Friday, January 07, 2011

The Date Is Set

So the one question people who know about the cancer and the chemo and the SCT always ask is "When do you start?" I give some vague three week time frame.

Because of course......I don't want to do it.

Yes, yes, I know that I have to. I know that it's the best course of action. I know that other people go through worse and for less return on investment so to speak.

But I don't want to do it and I have been undermining the process. I wanted some extra time. Just a week or two.

Do some extra things.

Like brush my effin' hair.

Anyway, the original plan as set out was that it would be scheduled after Blue Cross approved it. That approval usually took two weeks. Then dates would be set. That's where I came up with the three week answer. But I was late paying my insurance, not to the point of cancellation or anything. So I told Denise to wait until I straightened it out. I told her that I would call on January 3rd to confirm everything was paid up, etc. Otherwise she would have sent it all in as soon as she had the results of the tests I did on December 20th, 21st & 22nd. Probably around the 28th. Approval coming around the 11th of January. So I pushing it out to the next week.

But I didn't call her on the 3rd. She called me on the 5th. I was at lunch and I saw the number and assumed it was another phantom call about the incorrectly scheduled infusion and let it go to voice mail. When I listened to the message later, I realized it was Denise. So I called and left her voice mail explaining everything was settled. At that point I figured I had until the 27th, you know, 3 weeks from the 6th when Denise would submit the paperwork.

No.

She called yesterday morning to tell me that she scheduled the Cytoxan for next Friday, the 14th. I asked how she could do that if Blue Cross was going to take two weeks to authorize it. She explained that she requested Blue Cross expedite the process because it was urgent. Apparently I have been shooting myself in the foot and the longer I get from the last chemo treatment - December 13th - there could be a problem? I don't know. But Denise was telling me that she told them to "run it like a fire drill". I was so shocked that it was accelerated. I didn't ask questions. I was concentrating on walking down the stairs because I was trying to leave for the Kelley rally and the stairs, up or down, are a problem. Plus I didn't want to hear what she was saying.....so I wasn't hearing what she was saying, lol. That's how I roll, baby!

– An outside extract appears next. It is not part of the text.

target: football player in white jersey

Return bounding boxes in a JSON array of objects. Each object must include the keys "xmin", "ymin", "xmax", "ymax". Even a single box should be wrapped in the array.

Then I was standing in the dining room and she was talking about blood work, and schedules and I don't know what else. I kept saying "ok" to the point my father started mocking me, parroting "ok, ok".

The shock part was good because I relayed the message to my parents without getting upset. No tremors, no tears.

I sent texts to the Favorite Naval Consort because I knew he couldn't call. He sent back a strange message that I misinterpreted and I got mad. Mad is good, it distracts from sad and panicky.

But I leaked for the rest of the day. No weeping, just a steady blur. It started around City Square as I looked out the window and thought that the city didn't look beautiful to me. I never think that. Not in any season or any circumstance. It was a sunny winter day and I was safely bundled up. I "leaked" all through the rally, but lots of people wiped away tears caused by the winter wind or incipient colds. I "leaked" all the way back to my parents. I stayed in my room a lot.

Finally I called Grace and Jen in the evening when I could trust my voice. Then I called Frankie, my son and sent a message to my son Tom. Grace was off and running with organizational tasks, her forte. Cytoxan is an all day thing. I need a ride there and back, but my family also wants to make sure I am not alone. So my father will drop me off around 8am. My son Tommy and my sister Jen will be with me at various times in the morning. Grace will come around 3 and my brother Frank will pick us up at 5pm.

First there will be some drug to coat my bladder or kidneys, I forget. I just remember it's because Cytoxan is so damaging to them. Then an IV of Cytoxan...which is related to mustard gas. Then a break and some fluids. Then a second IV of Cytoxan. So I am there all day.

One of the most common side effects of Cytoxan is lethargy. If I become any more lethargic, I will be comatose.

The biggest laugh on me is that because I have been so lethargic, I haven't managed to really DO anything with this extra time I was trying to steal. I wanted to go to Virginia with Frankie and see my ex and his family. And go to Miami and lounge on the beach and visit friends there.

I actually had a secret plan to go to WEST 2011. But truthfully, the plane ride alone would have meant spending the next day in bed.

3 comments:

  1. You do know that we are here for you? You were never alone, and you never will be. Whatever you need, whenever you need it, if I can get/do/provide it, it'll be downrange asap.
    God Bless ya, Maggie, and know you have a whole fleet of angels standing by to help you.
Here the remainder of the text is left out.